An allocation to fixed income has traditionally been present in all but the most aggressive of portfolios, with conservative portfolios often being 100% fixed income. Certainly, many portfolios have benefited from their allocation to bonds over the last 35 years. But the wise investor should look forward, not backward, to determine if bonds will be able to deliver the dual role they have typically served.
But to look forward, we must examine the state of bonds today.
High Demand for Bonds
Yields have languished at historic lows and are slowly beginning to rise, but the demand for bonds has remained quite high ever since the credit crisis of 2007-08.
And why wouldn’t the demand be high when the following drove investors to bonds:
- Investors’ fears of equity markets in the 9+ year bull market
- Non-U.S. central banks maintained a healthy cushion of current account reserves
- Open market operations by the Federal Reserve Bank (i.e., “quantitative easing”)
- A very accommodative monetary policy
As demand for bonds has soared, the yield plummeted. As every student of finance knows, the yield on bonds is inversely related to its price. While the Fed eventually started a policy of tighter monetary conditions, the overhang from a nearly a decade of loose monetary policy still haunts the market.
This has left bond investors with an unattractive set of options:
- If rates stay low, bonds are unlikely to generate enough income to meet their spending needs.
- If rates increase, current bond holdings are susceptible to losses in value.
The Income Challenge
Historically, investors averaged 6.25% from Treasury bonds over the last 40 years. With rates roughly a third of that since the Financial Crisis, many investors were forced to reach for yield in riskier assets.
Think about it…at a 6.25% yield, a million-dollar position in ten-year Treasuries would produce $62,500 per year, or $625,000 over a decade. Alternatively, a 2.50% yield would produce only $25,000 per year. That’s roughly the definition of poverty-level income for a family of four….and that’s on a million-dollar portfolio.
So investors should welcome an increase in rates, right? With an increase in rates, a decrease in value follows threatening the capital preservation role of bonds.

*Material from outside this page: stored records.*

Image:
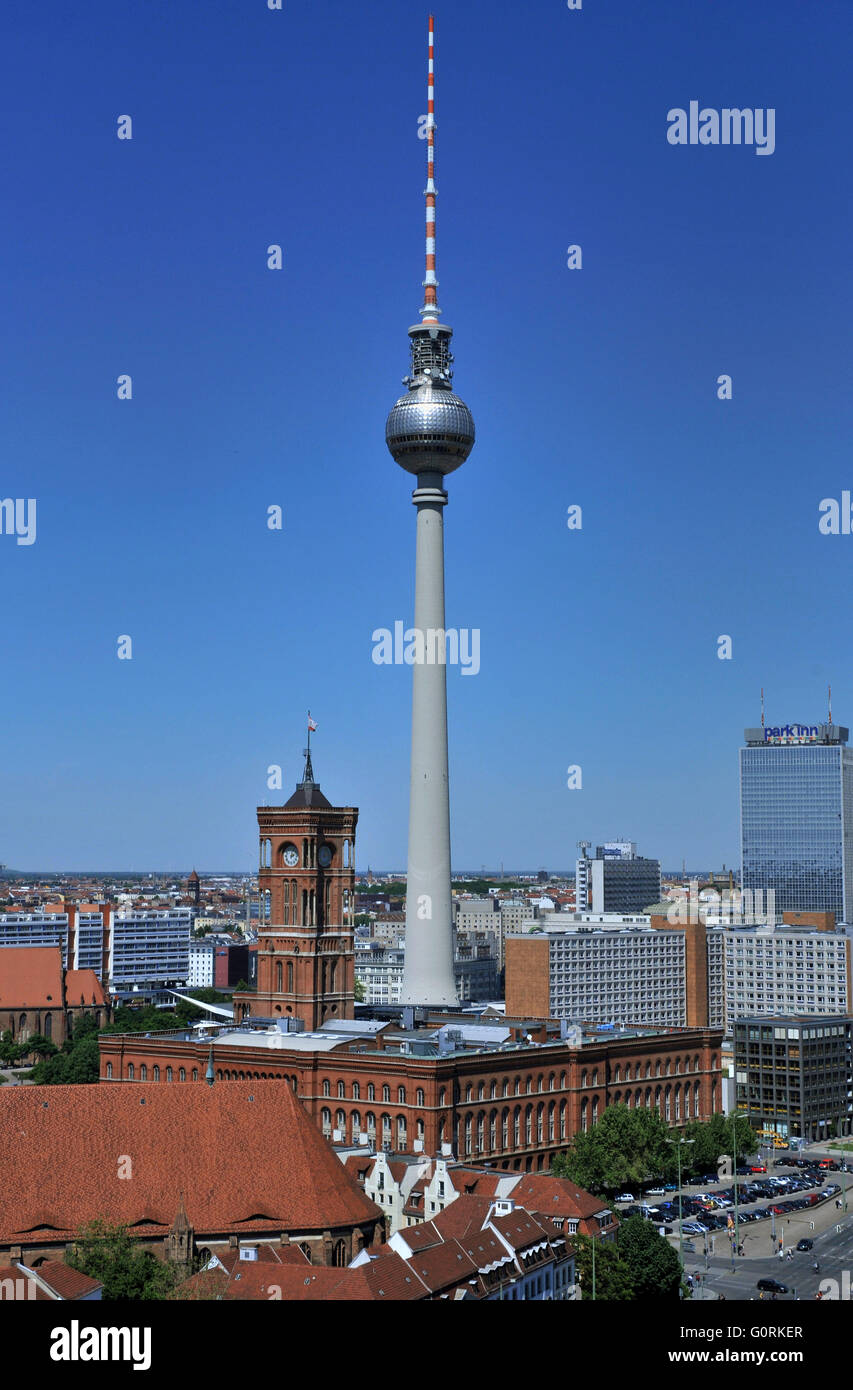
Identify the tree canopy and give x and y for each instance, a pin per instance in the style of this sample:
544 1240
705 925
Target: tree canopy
109 1254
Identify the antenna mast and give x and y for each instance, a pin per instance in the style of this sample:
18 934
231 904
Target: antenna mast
429 313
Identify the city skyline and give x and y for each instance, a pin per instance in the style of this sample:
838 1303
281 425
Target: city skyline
598 647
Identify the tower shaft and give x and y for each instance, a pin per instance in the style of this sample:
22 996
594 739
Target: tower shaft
428 975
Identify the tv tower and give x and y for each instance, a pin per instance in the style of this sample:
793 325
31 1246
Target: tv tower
429 432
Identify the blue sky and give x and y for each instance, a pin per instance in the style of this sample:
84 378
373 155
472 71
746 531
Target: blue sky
256 388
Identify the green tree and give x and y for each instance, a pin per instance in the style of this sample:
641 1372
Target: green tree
714 1137
9 1050
39 1045
652 1262
625 1147
109 1254
613 1280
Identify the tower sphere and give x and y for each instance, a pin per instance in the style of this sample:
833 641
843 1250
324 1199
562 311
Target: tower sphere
429 430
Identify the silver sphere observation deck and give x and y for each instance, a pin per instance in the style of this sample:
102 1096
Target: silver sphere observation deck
429 428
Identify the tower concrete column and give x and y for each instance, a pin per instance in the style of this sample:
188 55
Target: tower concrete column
429 432
428 975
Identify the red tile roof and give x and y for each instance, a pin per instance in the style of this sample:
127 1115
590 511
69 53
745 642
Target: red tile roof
556 1197
64 1280
84 987
463 1215
31 977
245 1155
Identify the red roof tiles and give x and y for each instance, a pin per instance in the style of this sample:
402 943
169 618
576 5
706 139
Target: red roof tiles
243 1154
31 977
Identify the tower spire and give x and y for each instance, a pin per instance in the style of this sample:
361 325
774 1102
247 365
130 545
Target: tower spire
429 313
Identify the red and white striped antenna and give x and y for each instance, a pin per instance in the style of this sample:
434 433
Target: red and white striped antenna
429 313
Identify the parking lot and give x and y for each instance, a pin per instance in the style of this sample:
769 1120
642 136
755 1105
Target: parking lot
787 1205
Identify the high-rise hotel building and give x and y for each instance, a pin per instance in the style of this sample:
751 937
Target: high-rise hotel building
796 816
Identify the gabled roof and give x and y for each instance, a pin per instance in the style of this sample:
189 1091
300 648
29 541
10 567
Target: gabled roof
556 1197
245 1155
84 987
31 977
61 1280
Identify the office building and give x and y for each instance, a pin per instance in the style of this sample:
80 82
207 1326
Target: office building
616 880
793 1075
510 1090
796 816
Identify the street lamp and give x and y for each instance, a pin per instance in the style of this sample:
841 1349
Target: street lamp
678 1144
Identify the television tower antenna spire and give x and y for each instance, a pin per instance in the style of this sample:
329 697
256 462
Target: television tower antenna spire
429 313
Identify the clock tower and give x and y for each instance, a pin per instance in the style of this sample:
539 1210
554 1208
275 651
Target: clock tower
306 959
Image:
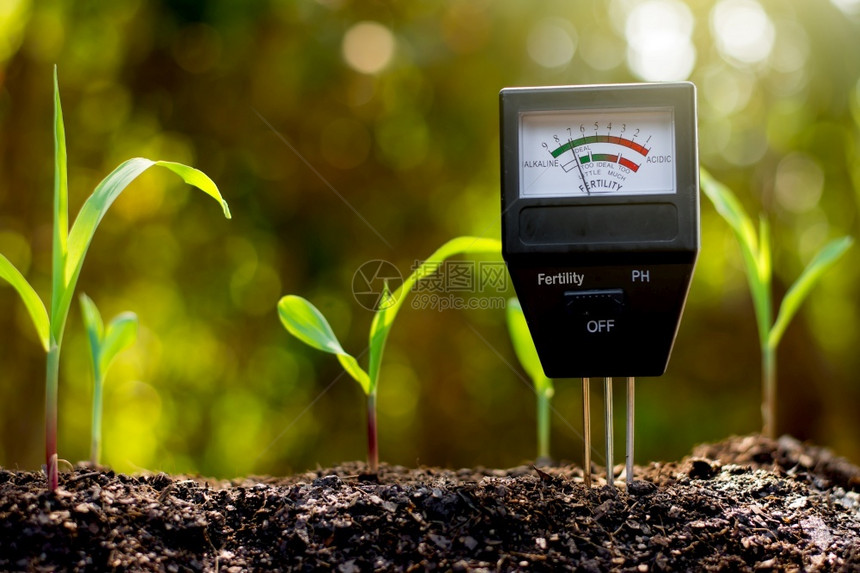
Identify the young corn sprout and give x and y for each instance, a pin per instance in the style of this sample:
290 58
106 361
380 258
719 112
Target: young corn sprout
757 263
105 344
68 252
304 321
524 348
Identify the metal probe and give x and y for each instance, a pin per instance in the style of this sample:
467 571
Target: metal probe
631 381
586 430
607 426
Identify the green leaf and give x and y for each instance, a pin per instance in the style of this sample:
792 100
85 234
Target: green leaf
756 256
728 206
524 347
94 210
34 304
120 334
378 338
801 288
304 321
384 318
61 204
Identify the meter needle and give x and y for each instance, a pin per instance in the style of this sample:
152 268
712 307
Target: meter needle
579 167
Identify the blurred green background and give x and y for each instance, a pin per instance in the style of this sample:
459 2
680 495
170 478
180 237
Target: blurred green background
342 132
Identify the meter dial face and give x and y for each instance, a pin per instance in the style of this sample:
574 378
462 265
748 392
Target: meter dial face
597 153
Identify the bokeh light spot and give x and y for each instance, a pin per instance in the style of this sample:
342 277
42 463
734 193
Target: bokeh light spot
659 40
552 43
601 51
368 47
743 31
799 183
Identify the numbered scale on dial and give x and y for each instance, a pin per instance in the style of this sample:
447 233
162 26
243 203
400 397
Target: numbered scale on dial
620 153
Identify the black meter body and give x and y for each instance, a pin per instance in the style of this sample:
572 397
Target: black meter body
600 221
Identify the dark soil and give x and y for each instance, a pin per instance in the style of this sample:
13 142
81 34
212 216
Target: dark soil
743 504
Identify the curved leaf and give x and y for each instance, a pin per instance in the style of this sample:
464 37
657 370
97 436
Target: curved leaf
120 333
94 210
801 288
383 319
304 321
31 299
756 254
524 347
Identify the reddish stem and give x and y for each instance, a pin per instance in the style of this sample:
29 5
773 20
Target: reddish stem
51 387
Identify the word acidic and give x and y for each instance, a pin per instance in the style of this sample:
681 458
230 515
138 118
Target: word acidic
562 278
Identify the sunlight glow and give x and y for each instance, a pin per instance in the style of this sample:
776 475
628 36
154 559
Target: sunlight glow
552 43
368 47
743 31
659 40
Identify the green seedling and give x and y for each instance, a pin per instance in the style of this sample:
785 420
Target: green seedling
304 321
526 352
105 344
756 252
68 252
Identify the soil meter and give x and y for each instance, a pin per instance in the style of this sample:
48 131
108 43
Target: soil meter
600 223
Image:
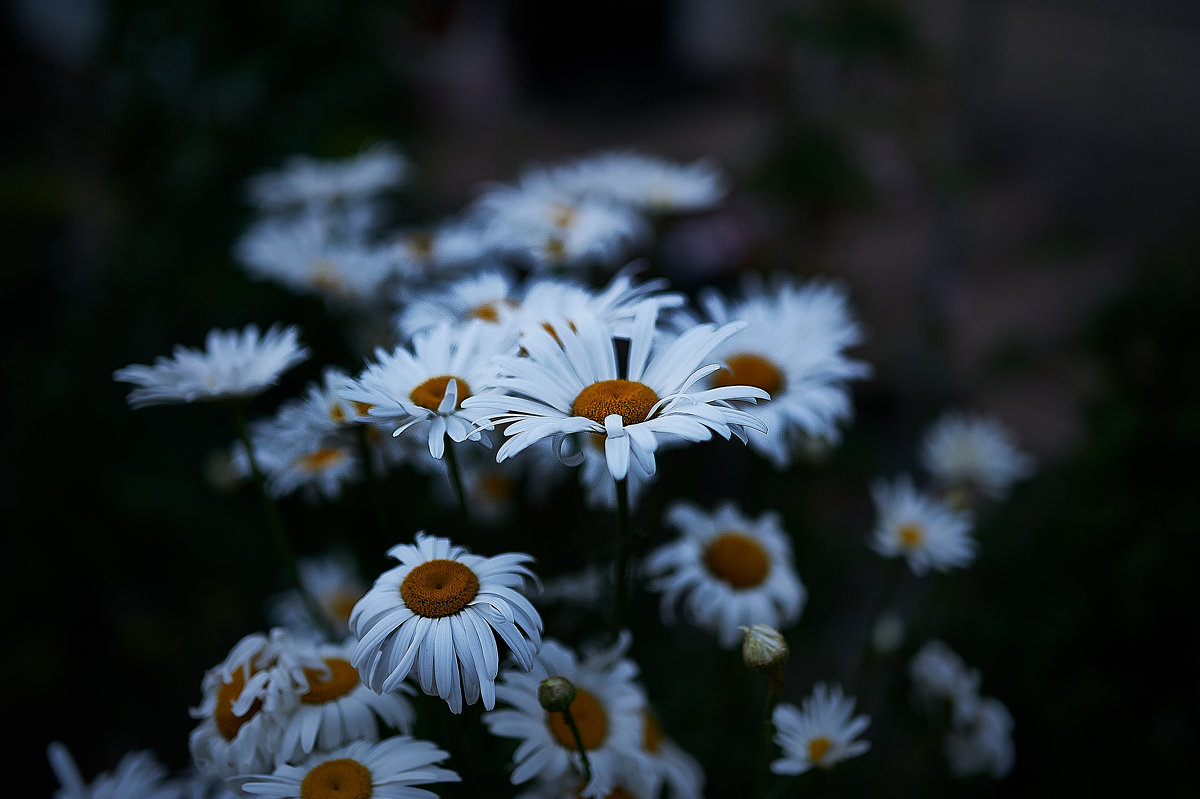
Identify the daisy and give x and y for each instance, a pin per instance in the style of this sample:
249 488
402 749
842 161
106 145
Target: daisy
435 616
429 383
387 769
821 734
973 454
138 774
925 532
643 181
233 365
607 713
730 571
793 348
569 383
336 708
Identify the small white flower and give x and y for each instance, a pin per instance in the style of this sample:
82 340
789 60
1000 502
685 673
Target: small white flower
973 452
387 769
435 616
730 571
821 734
232 365
925 532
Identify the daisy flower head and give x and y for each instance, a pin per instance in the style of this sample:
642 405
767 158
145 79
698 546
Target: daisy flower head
643 181
437 616
607 713
569 383
973 454
729 571
232 365
388 769
793 347
138 774
427 383
821 733
924 530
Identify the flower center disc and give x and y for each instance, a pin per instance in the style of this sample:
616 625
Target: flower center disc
438 588
747 368
430 394
227 722
342 779
629 398
341 680
737 559
589 718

The Capital Preservation Challenge
Bonds have historically been able to provide not only capital appreciation but also capital preservation. Over the last 35 years (Jul 1983 – Jun 2018) the investment grade bonds of the Barclays U.S. Aggregate Index have averaged an annual rate of 7.03%. The graph below shows why.
As inflation was tamed and interest rates descended from an eye-popping 15.8% in 1981, the value of high-yielding investment-grade bonds increased dramatically. Today, with yields at 2.85% there is little upside remaining. In fact, many would argue there is much more downside to bonds than upside.
With such a long, steady fixed-income bull market, it is easy to forget bonds can lose money, especially when interest rates change. In 2018, the Barclays Aggregate Bond Index is down -1.62% through June 30th.
The unfortunate reality is that the relationship between bond values and yields works in reverse: rising interest rates decreases the values of bonds. Duration measures the sensitivity of a bond’s price to changes in interest rates. With a current duration of 5.29 (Morningstar category average: Intermediate Term Bonds, 6/30/2018), the typical bond fund is very susceptible to capital losses should interest rates rise from their current 2.85% to the historical average over the last 40 years of 6.25%.
Those relying on bonds for downside protection or protection for their often irreplaceable capital might be in for a rude shock.
Rethinking Fixed Income
Previously bond holders were able to have their cake and eat it too. They received both income when yields were higher. Bonds provided not only capital preservation when equity markets sold off, but capital appreciation when yields fell. With the current state of bonds the way it is, investors must choose between yield or protection. They cannot have both.
This forces investors and advisors to rethink how they invest for income and manage market risk and what it means for their long term financial plans going forward. Instead of relying solely on bonds, many may have to look to alternative funds or strategies to fulfill the two roles bonds have done in the past.